Add support for Pandas Dataframes to arcpy

7668
10
02-14-2018 02:12 PM
Status: Under Consideration
Labels (1)
martinschaefer1
New Contributor III

Pandas are a great asset for any data scientist. Data manipulation using pandas dataframes is powerful and easy. At the moment they only way to read feature class data into pandas for manipulation is using structured numpy arrays using arcpy.da.FeatureClassToNumPyArray, and then convert that to a dataframe. That is quite straightforward, but the reverse is more difficult due to the data types dataframes use. Strings are usually stored as objects, which arcpy.da.NumPyArrayToFeatureClass doesn't support.

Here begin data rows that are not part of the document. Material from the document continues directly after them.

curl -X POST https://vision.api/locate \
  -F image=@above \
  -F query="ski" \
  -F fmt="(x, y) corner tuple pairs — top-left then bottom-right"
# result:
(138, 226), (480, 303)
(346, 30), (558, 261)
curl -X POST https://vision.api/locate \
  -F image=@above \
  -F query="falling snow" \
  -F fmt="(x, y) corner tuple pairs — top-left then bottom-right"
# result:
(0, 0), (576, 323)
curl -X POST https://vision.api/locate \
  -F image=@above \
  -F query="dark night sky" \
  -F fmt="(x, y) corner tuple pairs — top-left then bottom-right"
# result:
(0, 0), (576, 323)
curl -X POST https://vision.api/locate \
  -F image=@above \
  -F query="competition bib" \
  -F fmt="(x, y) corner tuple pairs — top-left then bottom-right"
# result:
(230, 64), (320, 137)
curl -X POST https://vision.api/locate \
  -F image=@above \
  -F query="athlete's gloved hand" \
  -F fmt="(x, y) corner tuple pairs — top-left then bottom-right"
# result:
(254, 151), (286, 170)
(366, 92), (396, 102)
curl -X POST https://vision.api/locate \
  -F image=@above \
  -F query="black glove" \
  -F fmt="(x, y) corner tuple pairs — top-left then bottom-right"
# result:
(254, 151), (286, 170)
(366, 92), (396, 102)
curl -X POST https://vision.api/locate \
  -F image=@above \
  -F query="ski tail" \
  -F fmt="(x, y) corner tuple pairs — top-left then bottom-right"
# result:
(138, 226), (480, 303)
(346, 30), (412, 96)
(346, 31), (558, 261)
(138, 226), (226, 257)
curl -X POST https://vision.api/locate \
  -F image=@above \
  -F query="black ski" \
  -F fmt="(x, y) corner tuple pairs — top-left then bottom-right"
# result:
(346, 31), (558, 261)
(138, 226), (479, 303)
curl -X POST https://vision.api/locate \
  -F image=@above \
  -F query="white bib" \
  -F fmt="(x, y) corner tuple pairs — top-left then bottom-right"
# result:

So each column's dtype has to be checked and converted if necessary.

It'd be great to have a arcpy.da.FeatureClassToDataFrame and arcpy.da.DataFrameToFeatureClass.

Tags (3)
10 Comments
BruceHarold

Hi, I'm no pandas expert (never used it!) but there is a simple example of creating a DataFrame from a cursor here:

Summary Statistics—Help | ArcGIS Desktop 

martinschaefer1

Cheers for the suggestion. However, creating DataFrames is not the issue. Creating a feature class from a DF is, due to the need to go via numpyarrays.

alex_friant

Have you tried the Spatially Enabled DataFrame? Introduction to the Spatially Enabled DataFrame | ArcGIS for Developers 

  1. Import necessary modules
  2. read from a feature class into a dataframe
  3. write from dataframe to feature class

screen shots from documentation

simoxu
by MVP Regular Contributor

When will this feature be released roughly? it will make jupyter notebook in ArcGIS Pro more useful for data analysis.

HannesZiegler
Status changed to: In Product Plan

Hello all,

Thank you for your interest and feedback! As pointed out by @alex_friant, it is already possible to convert a data frame to a featureclass and vice versa using the ArcGIS API for Python.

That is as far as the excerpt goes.